Origin of the Church at Rome

      We have no specific information in the Scriptures about the time or circumstances of the origin of the church in Rome. Obviously, the church began as a result of people hearing, believing, and obeying the gospel of Christ. Just when and where this happened we are not informed.
      There were sojourners from Rome in the city of Jerusalem on the day of Pentecost when the church of Christ was established (Acts 2:10). Possibly some present then were converted that day, or soon thereafter, and brought the gospel back to Rome upon their return home. Regardless of its beginning, by the time this epistle was written the church in Rome was known through the world for its faith and obedience (1:8; 16:19).

Author and Writer

      A distinction is made between the author and writer because the author, in the sense of its source, is Deity. Deity used Paul, the apostle, as the writer. The book is a revelation from God unto man through the inspired apostle.

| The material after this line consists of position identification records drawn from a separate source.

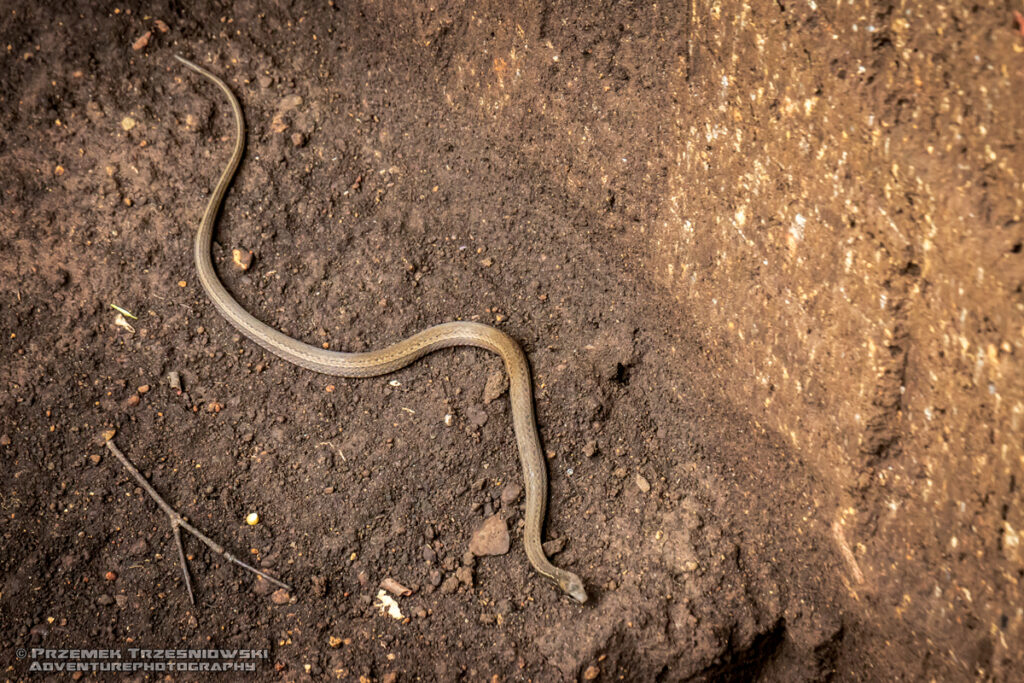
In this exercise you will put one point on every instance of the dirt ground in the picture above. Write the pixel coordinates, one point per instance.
(407, 164)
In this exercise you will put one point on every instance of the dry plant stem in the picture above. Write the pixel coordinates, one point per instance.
(178, 522)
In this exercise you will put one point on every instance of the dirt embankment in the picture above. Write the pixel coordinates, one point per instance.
(763, 264)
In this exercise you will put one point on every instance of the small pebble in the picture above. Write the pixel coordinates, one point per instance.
(491, 539)
(243, 258)
(142, 41)
(496, 386)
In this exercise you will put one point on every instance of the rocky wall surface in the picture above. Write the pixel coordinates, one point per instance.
(844, 218)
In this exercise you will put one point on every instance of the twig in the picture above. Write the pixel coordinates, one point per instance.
(178, 522)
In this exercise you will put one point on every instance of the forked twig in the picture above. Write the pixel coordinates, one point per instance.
(178, 522)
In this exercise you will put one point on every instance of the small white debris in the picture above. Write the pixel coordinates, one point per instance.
(122, 323)
(387, 605)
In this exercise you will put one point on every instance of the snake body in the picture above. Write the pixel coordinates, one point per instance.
(390, 358)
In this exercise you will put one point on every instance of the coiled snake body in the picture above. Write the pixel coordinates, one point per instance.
(390, 358)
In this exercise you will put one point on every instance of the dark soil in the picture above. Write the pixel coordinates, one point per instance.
(406, 166)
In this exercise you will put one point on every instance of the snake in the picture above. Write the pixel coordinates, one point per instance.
(390, 358)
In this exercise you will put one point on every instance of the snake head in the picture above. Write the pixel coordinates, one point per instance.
(573, 588)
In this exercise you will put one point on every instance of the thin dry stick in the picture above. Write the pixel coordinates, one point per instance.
(178, 522)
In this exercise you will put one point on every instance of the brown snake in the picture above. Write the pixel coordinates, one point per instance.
(390, 358)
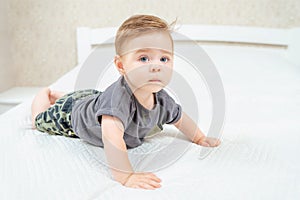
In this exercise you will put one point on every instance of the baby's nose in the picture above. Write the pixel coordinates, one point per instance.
(155, 68)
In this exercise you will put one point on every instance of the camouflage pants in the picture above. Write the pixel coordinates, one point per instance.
(56, 120)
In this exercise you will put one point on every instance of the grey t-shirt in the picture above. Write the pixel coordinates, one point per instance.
(118, 101)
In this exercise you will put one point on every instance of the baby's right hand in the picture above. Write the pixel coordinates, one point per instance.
(147, 181)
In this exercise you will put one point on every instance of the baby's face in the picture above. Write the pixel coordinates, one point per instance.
(148, 61)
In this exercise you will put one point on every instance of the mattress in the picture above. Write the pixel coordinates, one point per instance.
(256, 160)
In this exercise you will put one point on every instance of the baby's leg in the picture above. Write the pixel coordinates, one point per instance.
(42, 101)
(54, 95)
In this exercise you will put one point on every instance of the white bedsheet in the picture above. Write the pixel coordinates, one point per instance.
(258, 157)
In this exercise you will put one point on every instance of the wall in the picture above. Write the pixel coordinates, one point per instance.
(6, 72)
(44, 32)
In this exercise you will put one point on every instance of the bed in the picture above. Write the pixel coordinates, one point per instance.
(259, 69)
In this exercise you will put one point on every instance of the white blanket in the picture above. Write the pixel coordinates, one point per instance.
(258, 157)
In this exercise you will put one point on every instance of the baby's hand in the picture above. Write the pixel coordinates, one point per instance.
(209, 142)
(143, 180)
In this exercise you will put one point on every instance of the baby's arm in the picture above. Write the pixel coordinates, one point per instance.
(187, 126)
(117, 157)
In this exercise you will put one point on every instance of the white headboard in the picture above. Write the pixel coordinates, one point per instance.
(284, 38)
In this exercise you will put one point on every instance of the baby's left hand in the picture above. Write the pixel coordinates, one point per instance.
(209, 142)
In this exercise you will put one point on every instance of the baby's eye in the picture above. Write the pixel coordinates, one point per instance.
(164, 59)
(144, 59)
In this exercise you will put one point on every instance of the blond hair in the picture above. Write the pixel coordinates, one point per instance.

      To ask why the book was written may be like asking God why He has done what He has done. We may not fully comprehend all of God's purposes. However, the study of the book reveals some very obvious purposes intended. Paul had heard of his Roman brethren, and he longed to visit them. Possibly he knew some of them personally through previous contacts, or by reputation among the brethren. But the letter was written in preparation for what Paul expected to be an eventual visit by him to that city, and a visit he wanted to be mutually beneficial.
      The book shows the need of salvation for both Jew and Gentile, a universal need, because all have sinned. It shows that all can be saved, but that all must be saved the same way, and that way is the way presented in the gospel of Jesus Christ. No longer were Jews and Gentiles serving under different religious systems. Now all were to serve God through Christ. No longer could men be acceptable to God by any other system than the gospel system of salvation.
      Therefore, the book of Romans is a great and substantial doctrinal book. Romans presents this system of salvation as a system of mercy, grace, love, blood, faith, law, and the necessity of obedience. In both specific and general explanations, the scheme of redemption, the System of Salvation is defined, magnified, and explained in this epistle to the church at Rome.

Where Written

      Chapter fifteen, verses twenty-five through twenty-seven indicates that Paul was on his way to Jerusalem to deliver certain offerings that had been made by Gentile Christians in Macedonia and Achaia (Greece) for the poor saints in Judea. This corresponds to the last part of Paul's third missionary journey. Paul planned to go directly from Achaia to Syria, but because the Jews were lying in wait for him, he went back through Macedonia (Acts 20:3). No specific city is mentioned where this letter was penned. However, we learn in Acts 20:2 that he had gone into Greece, and remained there for three months before beginning his trip to Jerusalem via Macedonia. Therefore, it is not unlikely that he was in the city of Corinth, and the epistle was penned during his three month stay there.

When Written

      As already noted, Paul was likely in the last portion of his third missionary journey, possibly during the three month wait in Greece. As for the year, we must calculate and speculate.
      Caesar had banished the Jews from Rome about A. D. 52. It was under this banishment that Acquila and Priscilla left Rome, and came to Corinth where they met Paul for the first time. Considering the time for travel for them, plus the year and a half Paul stayed with them in Corinth (Acts 18:11), probably two and one half years passed.
      Paul also engaged in various travel (Acts 18,19), plus a two year stay at Ephesus (Acts 19:10), plus the three months in Greece. This would make the time near the year A. D. 57 or 58. The significance of this is not all important except to know that the Lord's church was now about twenty-five to thirty-years removed from Pentecost. The gospel was now widespread, persecution was apparent in every quarter, and Jerusalem was not yet destroyed as it would be in A. D. 70. It was a time of progress as well as hardship for the church of Christ.